This man was a wonderful vigor, calmness, beauty of person,
The shape of his head, the pale yellow and white of his hair and beard,
the immeasurable meaning of his black eyes,
the richness and breadth of his manners,
These I used to go and visit him to see, he was wise also,
He was six feet tall, he was over eighty years old, his sons were massive,
clean, bearded, tan-faced, handsome,
They and his daughters loved him, all who saw him loved him,
They did not love him by allowance, they loved him with personal love,
He drank water only, the blood show’d like scarlet
through the clear-brown skin of his face,
He was a frequent gunner and fisher, he sail’d his boat himself,
he had a fine one presented to him by a ship-joiner,
he had fowling-pieces presented to him by men that loved him,
When he went with his five sons and many grand-sons to hunt or fish,
you would pick him out as the most beautiful and vigorous of the gang,
You would wish long and long to be with him, you would wish to sit by him
in the boat that you and he might touch each other.

4
I have perceiv’d that to be with those I like is enough,
To stop in company with the rest at evening is enough,
To be surrounded by beautiful, curious, breathing, laughing flesh is enough,
To pass among them or touch any one, or rest my arm ever so lightly
round his or her neck for a moment, what is this then?
I do not ask any more delight, I swim in it as in a sea.
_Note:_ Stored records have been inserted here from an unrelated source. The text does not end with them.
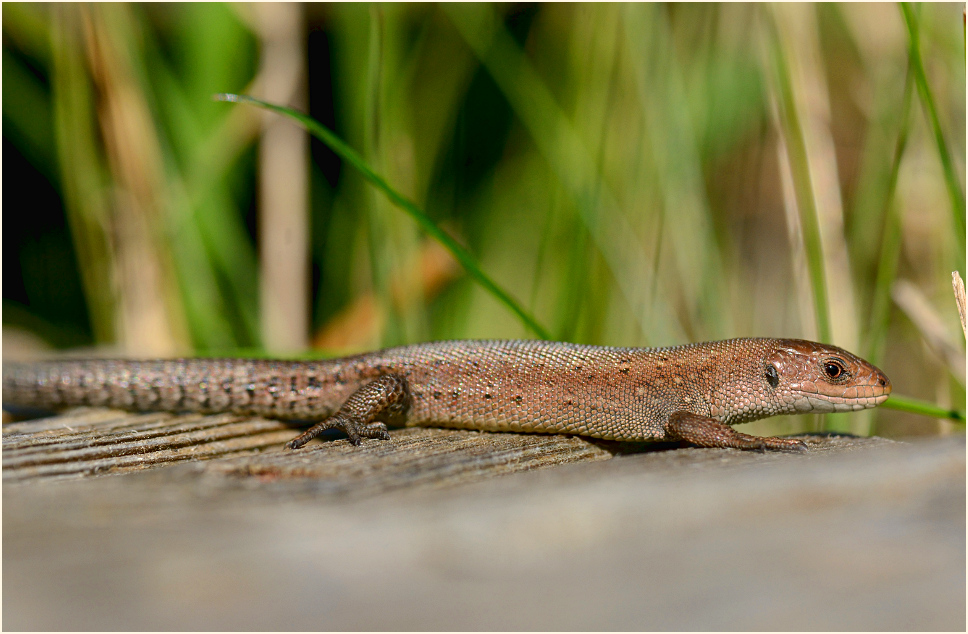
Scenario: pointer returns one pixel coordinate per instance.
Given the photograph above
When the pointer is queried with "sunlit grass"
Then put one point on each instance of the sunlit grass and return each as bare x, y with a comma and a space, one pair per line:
609, 174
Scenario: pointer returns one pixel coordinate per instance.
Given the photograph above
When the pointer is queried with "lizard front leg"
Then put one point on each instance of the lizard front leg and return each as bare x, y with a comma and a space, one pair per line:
364, 414
709, 432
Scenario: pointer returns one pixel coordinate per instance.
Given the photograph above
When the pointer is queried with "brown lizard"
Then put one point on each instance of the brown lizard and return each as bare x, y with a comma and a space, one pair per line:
692, 392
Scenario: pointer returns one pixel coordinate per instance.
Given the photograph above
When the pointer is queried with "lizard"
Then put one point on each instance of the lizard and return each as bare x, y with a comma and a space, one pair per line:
692, 393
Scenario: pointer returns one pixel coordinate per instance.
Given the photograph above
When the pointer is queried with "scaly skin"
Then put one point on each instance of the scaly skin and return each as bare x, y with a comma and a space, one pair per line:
692, 392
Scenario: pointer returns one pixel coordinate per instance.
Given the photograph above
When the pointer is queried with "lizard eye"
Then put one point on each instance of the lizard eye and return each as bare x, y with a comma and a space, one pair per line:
771, 376
835, 369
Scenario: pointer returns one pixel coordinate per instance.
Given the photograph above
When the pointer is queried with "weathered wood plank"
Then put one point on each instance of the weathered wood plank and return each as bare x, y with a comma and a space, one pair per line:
857, 534
89, 442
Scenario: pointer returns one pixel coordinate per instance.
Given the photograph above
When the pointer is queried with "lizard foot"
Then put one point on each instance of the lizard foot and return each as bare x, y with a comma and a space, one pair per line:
364, 414
708, 432
354, 430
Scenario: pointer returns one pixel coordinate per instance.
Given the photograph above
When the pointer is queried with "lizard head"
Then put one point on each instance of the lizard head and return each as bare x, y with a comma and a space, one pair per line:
813, 377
There is something in staying close to men and women and looking on them,
and in the contact and odor of them, that pleases the soul well,
All things please the soul, but these please the soul well.

5
This is the female form,
A divine nimbus exhales from it from head to foot,
It attracts with fierce undeniable attraction,
I am drawn by its breath as if I were no more than a helpless vapor,
all falls aside but myself and it,
Books, art, religion, time, the visible and solid earth,
and what was expected of heaven or fear’d of hell, are now consumed,
Mad filaments, ungovernable shoots play out of it,
the response likewise ungovernable,
Hair, bosom, hips, bend of legs, negligent falling hands all diffused,
mine too diffused,
Ebb stung by the flow and flow stung by the ebb, love-flesh swelling
and deliciously aching,
Limitless limpid jets of love hot and enormous, quivering jelly of love,
white-blow and delirious juice,
Bridegroom night of love working surely and softly into the prostrate dawn,
Undulating into the willing and yielding day,
Lost in the cleave of the clasping and sweet-flesh’d day.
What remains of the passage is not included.